Internet banking also isn't necessarily included. New arrivals should also ensure their bank creates a digital certificate for them, which allows them to complete online transfers. Expats should have banking staff set up all of their banking needs when their account is first created.
Credit cards and ATMs
ATMs are plentiful in cities and are primarily found in convenience stores, hotels, banks, post offices or train stations. Although some are available 24/7 and accept foreign cards, many are only online during the day between 8am or 9am and midnight and only accept Korean bank cards.
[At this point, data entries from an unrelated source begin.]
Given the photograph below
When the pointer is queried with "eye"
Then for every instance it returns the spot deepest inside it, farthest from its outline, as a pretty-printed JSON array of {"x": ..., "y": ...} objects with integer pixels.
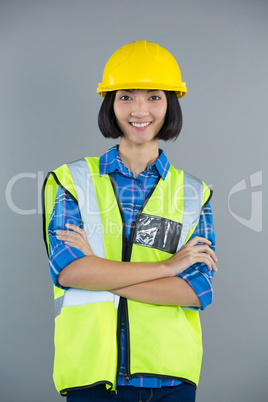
[
  {"x": 125, "y": 97},
  {"x": 154, "y": 97}
]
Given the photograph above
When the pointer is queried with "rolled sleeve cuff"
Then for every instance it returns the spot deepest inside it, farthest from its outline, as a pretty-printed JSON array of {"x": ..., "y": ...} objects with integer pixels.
[
  {"x": 201, "y": 283},
  {"x": 62, "y": 256}
]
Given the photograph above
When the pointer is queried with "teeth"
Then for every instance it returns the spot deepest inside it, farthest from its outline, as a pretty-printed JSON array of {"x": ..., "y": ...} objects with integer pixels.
[{"x": 140, "y": 124}]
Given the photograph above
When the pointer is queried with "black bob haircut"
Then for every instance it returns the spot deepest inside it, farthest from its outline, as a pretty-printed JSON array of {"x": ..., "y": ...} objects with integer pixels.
[{"x": 170, "y": 130}]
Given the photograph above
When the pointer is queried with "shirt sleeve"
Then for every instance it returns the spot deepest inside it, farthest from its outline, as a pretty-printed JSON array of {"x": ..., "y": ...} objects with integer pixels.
[
  {"x": 60, "y": 254},
  {"x": 198, "y": 276}
]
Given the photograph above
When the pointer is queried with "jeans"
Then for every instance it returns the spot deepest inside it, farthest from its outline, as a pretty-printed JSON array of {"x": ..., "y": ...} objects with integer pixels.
[{"x": 181, "y": 393}]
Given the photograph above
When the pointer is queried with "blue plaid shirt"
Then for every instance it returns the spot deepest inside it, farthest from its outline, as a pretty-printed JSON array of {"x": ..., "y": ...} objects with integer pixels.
[{"x": 132, "y": 192}]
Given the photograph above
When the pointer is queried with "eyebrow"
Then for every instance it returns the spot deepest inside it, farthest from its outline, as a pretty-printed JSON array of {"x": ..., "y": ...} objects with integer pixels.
[{"x": 132, "y": 90}]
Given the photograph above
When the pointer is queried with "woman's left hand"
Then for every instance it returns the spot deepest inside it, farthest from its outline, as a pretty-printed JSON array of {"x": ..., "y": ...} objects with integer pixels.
[{"x": 76, "y": 237}]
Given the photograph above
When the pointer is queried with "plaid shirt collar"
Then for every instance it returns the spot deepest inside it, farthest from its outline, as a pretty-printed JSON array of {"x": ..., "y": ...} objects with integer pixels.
[{"x": 111, "y": 161}]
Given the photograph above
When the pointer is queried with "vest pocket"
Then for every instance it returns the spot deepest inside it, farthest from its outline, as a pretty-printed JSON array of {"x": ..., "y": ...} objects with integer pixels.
[{"x": 156, "y": 232}]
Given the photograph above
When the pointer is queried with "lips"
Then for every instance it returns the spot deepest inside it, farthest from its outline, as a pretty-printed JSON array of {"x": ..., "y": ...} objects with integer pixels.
[{"x": 140, "y": 125}]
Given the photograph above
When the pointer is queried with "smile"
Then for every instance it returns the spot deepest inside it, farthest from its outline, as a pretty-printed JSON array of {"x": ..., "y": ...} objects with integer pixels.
[{"x": 140, "y": 124}]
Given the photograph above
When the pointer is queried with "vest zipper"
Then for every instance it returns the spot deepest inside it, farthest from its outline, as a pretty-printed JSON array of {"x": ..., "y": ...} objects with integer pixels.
[
  {"x": 127, "y": 374},
  {"x": 126, "y": 256}
]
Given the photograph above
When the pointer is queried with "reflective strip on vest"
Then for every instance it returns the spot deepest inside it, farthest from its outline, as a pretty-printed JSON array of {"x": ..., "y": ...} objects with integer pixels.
[
  {"x": 193, "y": 190},
  {"x": 89, "y": 209}
]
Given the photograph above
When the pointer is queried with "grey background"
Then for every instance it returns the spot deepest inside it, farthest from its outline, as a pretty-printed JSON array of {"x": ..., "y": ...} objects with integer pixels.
[{"x": 52, "y": 57}]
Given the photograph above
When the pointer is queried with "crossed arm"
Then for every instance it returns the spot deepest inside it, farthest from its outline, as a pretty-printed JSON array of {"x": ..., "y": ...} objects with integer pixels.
[{"x": 154, "y": 283}]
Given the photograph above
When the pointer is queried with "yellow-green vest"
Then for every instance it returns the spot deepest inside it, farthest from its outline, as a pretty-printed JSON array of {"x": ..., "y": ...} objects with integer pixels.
[{"x": 161, "y": 341}]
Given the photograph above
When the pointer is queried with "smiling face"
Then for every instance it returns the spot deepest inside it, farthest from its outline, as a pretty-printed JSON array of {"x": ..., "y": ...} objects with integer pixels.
[{"x": 140, "y": 114}]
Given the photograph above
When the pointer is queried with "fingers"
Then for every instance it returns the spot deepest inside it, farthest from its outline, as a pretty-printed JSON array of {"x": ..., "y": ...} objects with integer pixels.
[
  {"x": 76, "y": 237},
  {"x": 198, "y": 239}
]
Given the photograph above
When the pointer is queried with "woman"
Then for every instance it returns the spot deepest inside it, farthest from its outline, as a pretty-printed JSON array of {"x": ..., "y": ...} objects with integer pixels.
[{"x": 137, "y": 261}]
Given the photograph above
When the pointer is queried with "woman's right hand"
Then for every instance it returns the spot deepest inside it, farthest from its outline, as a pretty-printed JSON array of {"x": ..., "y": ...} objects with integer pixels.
[
  {"x": 192, "y": 253},
  {"x": 75, "y": 237}
]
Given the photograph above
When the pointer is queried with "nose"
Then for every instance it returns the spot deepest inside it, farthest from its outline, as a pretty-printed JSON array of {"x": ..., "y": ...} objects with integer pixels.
[{"x": 139, "y": 108}]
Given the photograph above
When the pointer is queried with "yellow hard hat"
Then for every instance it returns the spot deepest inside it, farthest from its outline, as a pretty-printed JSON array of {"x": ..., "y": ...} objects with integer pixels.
[{"x": 142, "y": 65}]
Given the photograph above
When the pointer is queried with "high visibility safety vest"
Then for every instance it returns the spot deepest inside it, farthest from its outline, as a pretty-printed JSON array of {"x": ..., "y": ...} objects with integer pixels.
[{"x": 161, "y": 341}]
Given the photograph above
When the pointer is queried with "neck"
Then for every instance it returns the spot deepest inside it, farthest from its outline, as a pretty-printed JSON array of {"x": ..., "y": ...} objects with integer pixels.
[{"x": 138, "y": 157}]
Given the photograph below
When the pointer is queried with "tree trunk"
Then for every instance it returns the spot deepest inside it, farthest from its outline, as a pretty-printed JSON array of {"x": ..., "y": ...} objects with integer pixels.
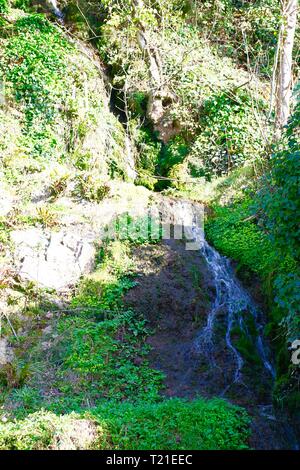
[
  {"x": 285, "y": 76},
  {"x": 160, "y": 98}
]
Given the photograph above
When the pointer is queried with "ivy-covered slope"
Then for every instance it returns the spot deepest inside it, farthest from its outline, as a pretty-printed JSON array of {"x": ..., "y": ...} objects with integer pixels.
[{"x": 55, "y": 106}]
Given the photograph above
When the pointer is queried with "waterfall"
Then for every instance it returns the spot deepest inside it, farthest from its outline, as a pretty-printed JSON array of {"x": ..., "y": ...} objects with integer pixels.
[{"x": 232, "y": 301}]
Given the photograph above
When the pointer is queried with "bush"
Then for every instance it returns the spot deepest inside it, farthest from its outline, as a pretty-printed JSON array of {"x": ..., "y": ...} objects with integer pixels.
[
  {"x": 3, "y": 6},
  {"x": 173, "y": 425},
  {"x": 229, "y": 135}
]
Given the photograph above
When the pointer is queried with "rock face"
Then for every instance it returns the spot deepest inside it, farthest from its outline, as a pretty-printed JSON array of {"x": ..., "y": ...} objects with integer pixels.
[
  {"x": 52, "y": 259},
  {"x": 6, "y": 202}
]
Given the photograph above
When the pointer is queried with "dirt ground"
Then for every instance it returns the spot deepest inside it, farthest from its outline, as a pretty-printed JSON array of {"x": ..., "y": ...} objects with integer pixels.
[{"x": 174, "y": 294}]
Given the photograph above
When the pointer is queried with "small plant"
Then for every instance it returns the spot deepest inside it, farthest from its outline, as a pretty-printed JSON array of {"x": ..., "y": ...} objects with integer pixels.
[
  {"x": 59, "y": 186},
  {"x": 91, "y": 188},
  {"x": 46, "y": 217}
]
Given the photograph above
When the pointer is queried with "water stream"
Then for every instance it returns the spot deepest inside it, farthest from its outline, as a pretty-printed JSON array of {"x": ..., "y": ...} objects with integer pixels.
[{"x": 234, "y": 302}]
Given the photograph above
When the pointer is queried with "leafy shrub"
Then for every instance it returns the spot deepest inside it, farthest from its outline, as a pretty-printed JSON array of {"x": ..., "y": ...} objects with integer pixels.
[
  {"x": 91, "y": 187},
  {"x": 174, "y": 424},
  {"x": 229, "y": 135},
  {"x": 3, "y": 6},
  {"x": 171, "y": 425}
]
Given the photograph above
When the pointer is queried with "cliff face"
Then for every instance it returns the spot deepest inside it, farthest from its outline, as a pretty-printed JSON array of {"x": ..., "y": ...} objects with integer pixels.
[
  {"x": 55, "y": 107},
  {"x": 61, "y": 151}
]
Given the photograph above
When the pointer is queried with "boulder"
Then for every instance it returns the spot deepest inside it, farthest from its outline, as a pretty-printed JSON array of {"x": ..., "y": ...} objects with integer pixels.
[{"x": 53, "y": 260}]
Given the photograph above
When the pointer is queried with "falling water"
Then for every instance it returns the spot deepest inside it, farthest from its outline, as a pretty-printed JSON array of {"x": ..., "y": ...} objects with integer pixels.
[{"x": 232, "y": 300}]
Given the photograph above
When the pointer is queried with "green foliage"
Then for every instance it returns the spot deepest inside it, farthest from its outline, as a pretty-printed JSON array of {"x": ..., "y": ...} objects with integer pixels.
[
  {"x": 45, "y": 431},
  {"x": 138, "y": 230},
  {"x": 257, "y": 37},
  {"x": 103, "y": 356},
  {"x": 3, "y": 6},
  {"x": 173, "y": 425},
  {"x": 32, "y": 67},
  {"x": 91, "y": 187},
  {"x": 229, "y": 135},
  {"x": 233, "y": 232}
]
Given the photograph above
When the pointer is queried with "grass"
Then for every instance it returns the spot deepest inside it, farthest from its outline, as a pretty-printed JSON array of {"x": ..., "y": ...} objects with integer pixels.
[
  {"x": 95, "y": 375},
  {"x": 173, "y": 424}
]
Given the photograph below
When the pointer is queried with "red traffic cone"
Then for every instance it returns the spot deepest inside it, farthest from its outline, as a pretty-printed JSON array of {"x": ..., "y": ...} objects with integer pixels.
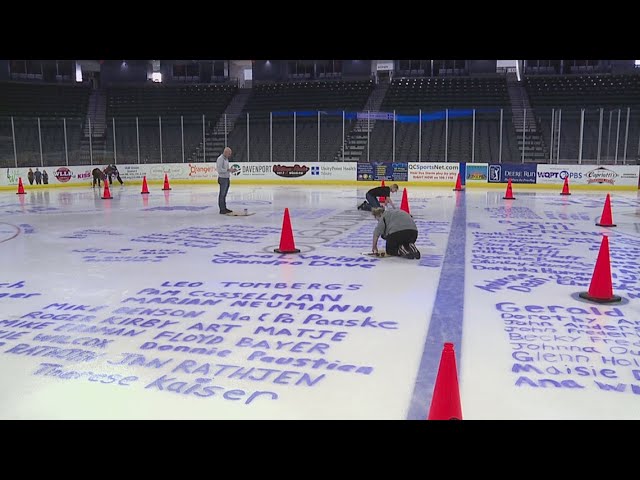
[
  {"x": 404, "y": 203},
  {"x": 382, "y": 199},
  {"x": 606, "y": 220},
  {"x": 287, "y": 244},
  {"x": 601, "y": 289},
  {"x": 509, "y": 193},
  {"x": 166, "y": 183},
  {"x": 458, "y": 184},
  {"x": 106, "y": 195},
  {"x": 445, "y": 403},
  {"x": 20, "y": 187}
]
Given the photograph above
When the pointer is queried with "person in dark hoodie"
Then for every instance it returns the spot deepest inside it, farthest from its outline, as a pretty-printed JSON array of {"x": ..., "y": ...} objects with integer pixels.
[
  {"x": 399, "y": 230},
  {"x": 112, "y": 171}
]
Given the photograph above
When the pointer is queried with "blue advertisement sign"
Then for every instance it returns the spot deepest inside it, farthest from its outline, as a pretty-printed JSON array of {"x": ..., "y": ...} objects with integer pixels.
[
  {"x": 517, "y": 172},
  {"x": 378, "y": 171}
]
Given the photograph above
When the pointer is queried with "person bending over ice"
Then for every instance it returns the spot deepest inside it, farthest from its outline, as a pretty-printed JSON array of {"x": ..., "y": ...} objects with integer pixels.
[{"x": 399, "y": 230}]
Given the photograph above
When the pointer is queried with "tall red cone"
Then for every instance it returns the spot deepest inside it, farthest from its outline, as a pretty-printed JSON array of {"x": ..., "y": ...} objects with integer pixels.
[
  {"x": 445, "y": 403},
  {"x": 509, "y": 193},
  {"x": 458, "y": 184},
  {"x": 20, "y": 187},
  {"x": 606, "y": 220},
  {"x": 166, "y": 183},
  {"x": 601, "y": 288},
  {"x": 287, "y": 243},
  {"x": 106, "y": 195},
  {"x": 404, "y": 203}
]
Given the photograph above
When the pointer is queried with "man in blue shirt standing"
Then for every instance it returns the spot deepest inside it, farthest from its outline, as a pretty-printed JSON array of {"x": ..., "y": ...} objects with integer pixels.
[{"x": 222, "y": 164}]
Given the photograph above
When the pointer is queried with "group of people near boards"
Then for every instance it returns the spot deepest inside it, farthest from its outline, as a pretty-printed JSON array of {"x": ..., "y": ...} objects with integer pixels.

Although Koreans themselves usually pay with debit or credit cards, international credit cards may only be readily accepted in larger hotels and stores – smaller stores and restaurants may have trouble processing a foreign credit card. ATMs affiliated with the leading Korean banks often accept foreign cards.
Taxes in South Korea
Expats who will be living in South Korea for 183 days or more in a tax year will be considered tax residents. South Korean income tax is calculated based on a progressive scale and ranges from six to 45 percent. Those in the top income bracket, earning an excess of one billion KRW, will be taxed 45 percent of their salary. In addition to income tax, individuals are also charged a residents' tax, which amounts to around 10 percent of the income tax amount. Therefore, this means that high-earning individuals will be taxed 49.5 percent of their income in total.
Some expats receive a partial or complete exemption from paying tax for a specified number of years of their stay in South Korea. These include English teachers working in state schools and qualified foreign engineers. As of 2023, expats working in South Korea can apply for a flat tax rate for up to 20 years, which has been increased from an initial five years.
Foreigners are also expected to pay a percentage of their salary into the National Pension Scheme. By law, employers must match this contribution. Some expats, depending on their nationality, can claim some of their taxes back at the end of each tax year, and they can claim all of their pension payments back at the end of their stay in South Korea.
Some expats can also opt to pay taxes either in their home country or in South Korea. This depends on their resident status and whether their country has a double taxation avoidance agreement with the South Korean government.
For the most up-to-date information about the issue, it is best to refer to a tax professional.